Terkait laporan SBY ke polisi, publik perlu mencermati dengan teliti dan hati-hati. Mungkin saja apa yang disampaikan Firman itu tidak benar, maka dia dituduh melakukan fitnah oleh SBY. Namun, laporan SBY ke polisi, bisa menjadi bumerang bagi ayah Ibas ini, kalau memang Firman benar-benar memiliki bukti kuat menyangkut dugaan keterlibatan SBY dalam proyek e-KTP, berdasarkan keterangan saksi Mirwan Amir. Artinya, pihak pengadilan dan KPK perlu mendalami apa yang disampaikan Firman dan Mirwan. Di sisi lain, SBY juga harus mengungkapkan bukti-bukti yang kuat kepada KPK dan siap menjadi saksi di pengadilan bila diperlukan, untuk membuktikan bahwa dirinya memang tidak tersangkut kasus korupsi e-KTP
Dalam pandangan saya, seharusnya SBY tidak perlu emosional dan reaksional terhadap apa yang disampaikan Firman Wijaya. Akan lebih baik, SBY tetap tenang sambil menganalisis jalannya proses persidangan tindak pidana korupsi e-KTP yang disampaikan para saksi maupun tersangka. Dengan demikian, SBY tidak menciptakan kegaduhan baru dalam proses persidangan e-KTP
Kasus korupsi e-KTP ini, tampaknya sudah menjadi skala prioritas KPK untuk segera dituntaskan. Sejumlah mantan anggota DPR RI Komisi 2, beberapa pejabat negara dan anggota Badan Anggaran (Banggar) DPR, disinyalir banyak yang ikut terlibat kasus ini. Bahkan, Gubernur Jawa Tengah, Ganjar Pranowo, diduga ikut terlibat. Proses persidangan pun masih terus berlangsung. Bukan tidak mungkin akan ada tersangka baru.

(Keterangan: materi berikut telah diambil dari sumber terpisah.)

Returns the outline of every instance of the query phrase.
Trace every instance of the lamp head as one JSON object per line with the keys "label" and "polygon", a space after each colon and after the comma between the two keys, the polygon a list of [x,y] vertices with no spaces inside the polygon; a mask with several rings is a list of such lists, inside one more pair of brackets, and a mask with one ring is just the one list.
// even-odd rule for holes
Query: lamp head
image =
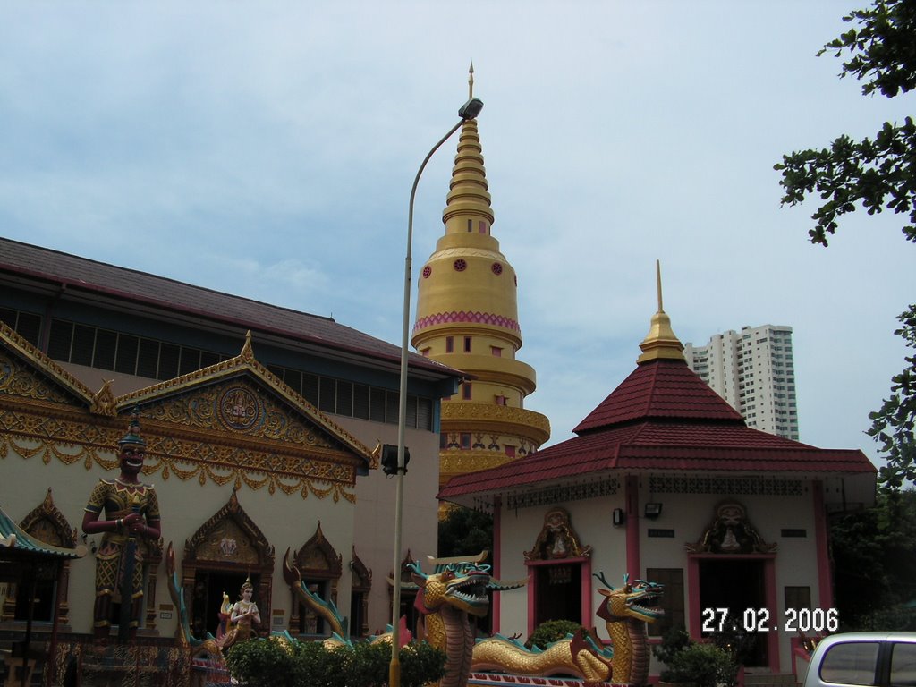
{"label": "lamp head", "polygon": [[484,109],[484,101],[480,98],[471,98],[467,103],[458,108],[458,116],[462,119],[475,119],[480,111]]}

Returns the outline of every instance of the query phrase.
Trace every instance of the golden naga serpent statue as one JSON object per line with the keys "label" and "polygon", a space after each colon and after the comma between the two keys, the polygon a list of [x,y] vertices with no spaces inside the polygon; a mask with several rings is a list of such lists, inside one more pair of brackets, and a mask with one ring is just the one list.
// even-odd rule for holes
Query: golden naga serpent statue
{"label": "golden naga serpent statue", "polygon": [[661,585],[624,577],[624,585],[614,589],[604,575],[598,592],[605,596],[597,615],[605,620],[612,646],[604,648],[594,630],[580,633],[532,651],[517,641],[499,636],[482,639],[474,649],[472,670],[498,671],[517,675],[572,675],[586,682],[645,684],[649,677],[649,649],[646,623],[663,615],[658,608]]}
{"label": "golden naga serpent statue", "polygon": [[[434,572],[425,574],[419,562],[411,564],[413,583],[403,584],[418,592],[416,608],[423,615],[425,638],[446,655],[446,674],[440,687],[465,687],[471,672],[499,671],[514,675],[551,676],[565,674],[586,682],[645,684],[649,677],[649,648],[646,623],[663,616],[658,607],[660,584],[624,577],[615,589],[604,574],[595,577],[605,585],[598,592],[605,599],[597,616],[605,620],[612,647],[601,646],[594,630],[554,642],[543,650],[532,650],[514,639],[500,636],[476,640],[471,618],[489,612],[488,591],[517,589],[524,580],[503,583],[494,580],[490,566],[483,563],[486,551],[467,557],[432,559]],[[333,635],[328,645],[346,643],[346,621],[342,620],[333,602],[325,602],[309,592],[298,572],[284,559],[284,576],[299,598],[327,620]],[[390,635],[374,638],[390,641]]]}

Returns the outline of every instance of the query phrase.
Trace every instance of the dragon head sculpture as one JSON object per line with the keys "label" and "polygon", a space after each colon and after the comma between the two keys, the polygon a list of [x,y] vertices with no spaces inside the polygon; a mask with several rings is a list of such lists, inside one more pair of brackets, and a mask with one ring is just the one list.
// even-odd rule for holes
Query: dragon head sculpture
{"label": "dragon head sculpture", "polygon": [[428,615],[439,612],[443,605],[471,616],[483,617],[490,610],[486,595],[490,584],[490,566],[462,561],[448,562],[426,575],[419,564],[411,564],[411,579],[420,587],[416,607]]}
{"label": "dragon head sculpture", "polygon": [[[597,577],[597,575],[596,575]],[[598,579],[606,589],[598,589],[605,596],[596,611],[598,617],[608,623],[636,620],[654,623],[663,617],[665,612],[659,607],[664,588],[661,584],[645,580],[629,581],[629,575],[624,576],[624,585],[615,589],[603,576]]]}

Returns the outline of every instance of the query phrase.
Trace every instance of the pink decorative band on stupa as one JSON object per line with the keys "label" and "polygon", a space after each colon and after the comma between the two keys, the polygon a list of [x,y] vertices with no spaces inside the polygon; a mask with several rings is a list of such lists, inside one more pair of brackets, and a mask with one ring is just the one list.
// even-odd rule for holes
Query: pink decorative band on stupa
{"label": "pink decorative band on stupa", "polygon": [[518,322],[503,315],[495,315],[491,312],[467,312],[465,311],[452,311],[451,312],[437,312],[433,315],[427,315],[417,320],[413,325],[414,332],[420,332],[427,327],[436,324],[451,324],[453,322],[471,322],[473,324],[492,324],[496,327],[505,327],[513,332],[521,333],[521,327]]}

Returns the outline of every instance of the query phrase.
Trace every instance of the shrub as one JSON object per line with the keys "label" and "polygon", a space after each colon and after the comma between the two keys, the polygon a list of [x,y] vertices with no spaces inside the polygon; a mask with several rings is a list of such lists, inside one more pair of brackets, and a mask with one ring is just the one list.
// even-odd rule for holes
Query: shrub
{"label": "shrub", "polygon": [[[402,687],[422,687],[445,675],[445,653],[427,642],[399,652]],[[248,687],[382,687],[388,682],[390,644],[357,642],[333,649],[296,639],[251,639],[226,655],[232,676]]]}
{"label": "shrub", "polygon": [[[674,659],[674,656],[690,644],[690,635],[682,625],[673,625],[661,637],[661,643],[652,646],[655,658],[665,665]],[[671,682],[671,681],[665,681]]]}
{"label": "shrub", "polygon": [[547,649],[548,644],[565,639],[567,636],[574,635],[582,629],[579,623],[572,620],[547,620],[535,628],[525,646],[529,649]]}
{"label": "shrub", "polygon": [[660,676],[666,682],[691,682],[695,687],[734,685],[737,665],[714,644],[691,642],[674,653]]}
{"label": "shrub", "polygon": [[225,657],[232,675],[249,687],[296,687],[293,649],[276,639],[249,639],[230,647]]}

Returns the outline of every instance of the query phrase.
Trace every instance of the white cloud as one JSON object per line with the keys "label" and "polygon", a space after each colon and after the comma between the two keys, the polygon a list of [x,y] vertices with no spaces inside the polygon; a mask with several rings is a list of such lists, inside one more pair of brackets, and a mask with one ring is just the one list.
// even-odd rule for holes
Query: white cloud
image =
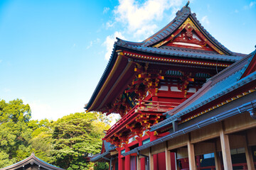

Sebelumnya, sejumlah mantan anggota Komisi 2 DPR RI dan anggota Banggar secara simultan dan berjamaah membantah dituding ikut menikmati dana proyek e-KTP. Bahkan, pernah dalam sebuah berita disebutkan bahwa salah satu Wakil Ketua DPR RI, merasa tersinggung dengan hasil survei lembaga Internasional yang melaporkan bahwa DPR RI adalah lembaga yang paling korup di Indonesia, saat itu kasus korupsi e-KTP yang berhasil dibongkar KPK, sedang ramai dibicarakan publik
Saya masih ingat betul, waktu masih kuliah ada ungkapan ‘maling teriak maling’. Di dunia mana pun maling ngak akan pernah ngaku. Kalau maling ngaku, penjara penuh. Bila penjara penuh, akibatnya negara ikut repot ngurusin biaya makan dan minum mereka selama di penjara. Tapi, Itu hanya berlaku buat napi atau maling kroco.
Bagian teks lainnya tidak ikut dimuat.